According to Australian Health Department reports, citronella offers substantially lower protection times than DEET, however, we also now know thanks to new research that DEET can interfere with our nervous system. DEET can strengthen the toxicity of carbamates say neuroscientists.
The Queensland Health Department states that carbamates are relatively unstable compounds, and are an insecticide. Neuropathy can develop days to weeks after exposure says Einstein medical center and it can be absorbed in the air and through the skin. Although poisoning is rare, long-term studies are worrying, particularly when carbamates have the ability to affect the body at a molecular level. Sound like something you want to put on your skin? Putting chemicals, naturally sourced or not on your skin is the same as putting it on your tongue. If in doubt- do the research!
So we are establishing a concerning trend. It appears there is money in citronella, it is currently the go-to for so-called “Natural Insect Repellents”, commercially. Why? It is cheap to access, cheap to produce in labor dominant countries and in many cases it is not cultivated sustainably.

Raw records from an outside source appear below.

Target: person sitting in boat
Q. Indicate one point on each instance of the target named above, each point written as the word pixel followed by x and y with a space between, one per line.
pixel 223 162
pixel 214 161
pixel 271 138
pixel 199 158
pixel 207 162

Recent scholar articles show citronella is so heavily produced; there is now the problem of re-purposing the pulp waste product. Is it ecologically and ethically responsible to use it in products?
While we will leave that to the bio-scientists, we do know that it is UNSAFE to inhale citronella oil. Lung damage has been reported. In fact, Livescience.com recently stated that Citronella was not recommended for pregnant women, as the products have limited effectiveness because they evaporate quickly. Journal Science has stated that if you want to stay safe from mosquitos “don’t use citronella candles.” Citronella along with Neem oil has been banned in Europe since 2006 as a repellant. In fact official body; the European Chemicals Agency states a strong warning in their online documentation “CLP notifications this substance may be fatal if swallowed and enters airways, is toxic to aquatic life with long lasting effects, causes serious eye damage, causes skin irritation, may cause respiratory irritation, may cause allergy or asthma symptoms or breathing difficulties if inhaled and may cause an allergic skin reaction.”
As seen in extensive studies in the USA, over time and repeated use, insecticide resistance is occurring in mosquito populations. These airborne biters are defying the repellants, and new formulations are being tried and tested in the battle against the disease being spread globally.
The conclusion? Citronella might be great to clean your kitchen sink, but when it comes to a Natural Mosquito Repellant, the jury is now shaking its head. The search is now on for a high performing Natural Mosquito Repellent that is genuinely safe, not just an on-trend urban myth.